El corregidor, mientras seguía azotando y ahorcando criminales, impulsó el proyecto del templo, que sería inaugurado en 1684, un 27 de diciembre. La ermita fue engalanada con obras tan destacadas que su existencia lograría salvar el inmueble de la destrucción varios siglos después. Entre ellas, una Purísima de Salzillo, labrada en piedra, un San Patricio y el retrato del propio corregidor, que aún se conserva. O un cáliz de plata con el escudo del Ayuntamiento.
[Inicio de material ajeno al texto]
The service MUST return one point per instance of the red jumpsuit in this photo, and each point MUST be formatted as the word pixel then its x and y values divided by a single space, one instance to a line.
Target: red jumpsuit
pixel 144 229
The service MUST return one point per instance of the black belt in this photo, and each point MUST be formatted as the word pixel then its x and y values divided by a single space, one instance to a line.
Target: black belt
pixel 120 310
El corregidor, curiosamente, no asistió a la ceremonia de apertura de su ermita porque había sido trasladado a otra ciudad para aplacar nuevas revueltas. Pero legó a Murcia esta obra que, con el paso de los años, se convertiría en el único referente histórico del barrio, después de desaparecer la muralla y sus puertas y ser dinamitado el templo barroco de San Antolín.
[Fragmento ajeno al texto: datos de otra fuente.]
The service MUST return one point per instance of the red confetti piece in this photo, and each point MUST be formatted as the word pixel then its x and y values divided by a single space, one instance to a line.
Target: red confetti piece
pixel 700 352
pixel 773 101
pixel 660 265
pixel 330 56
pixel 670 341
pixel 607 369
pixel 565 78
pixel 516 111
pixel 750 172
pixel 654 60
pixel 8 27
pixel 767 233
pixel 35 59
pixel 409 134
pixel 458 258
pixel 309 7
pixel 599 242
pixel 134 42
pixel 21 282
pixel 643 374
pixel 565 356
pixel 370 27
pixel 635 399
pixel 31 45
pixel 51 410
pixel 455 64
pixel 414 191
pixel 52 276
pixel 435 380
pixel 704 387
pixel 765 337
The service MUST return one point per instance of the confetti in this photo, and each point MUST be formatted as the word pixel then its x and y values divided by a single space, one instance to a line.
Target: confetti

En sus siglos de existencia, la ermita ha estado a punto de desaparecer. A finales de la década de los sesenta permanecía cerrada, incluso el día de su festividad. Las reparaciones se cifraban en unos dos millones de pesetas de la época. El edificio tendría que ser apuntalado hasta que una plataforma de vecinos del barrio se decidió a salvarlo. Y lo consiguieron. Recuperado su antiguo esplendor, la ermita que se erigió por un corregidor aragonés permanece entre nosotros, aunque sólo sea para recordar la curiosa historia de su fundación.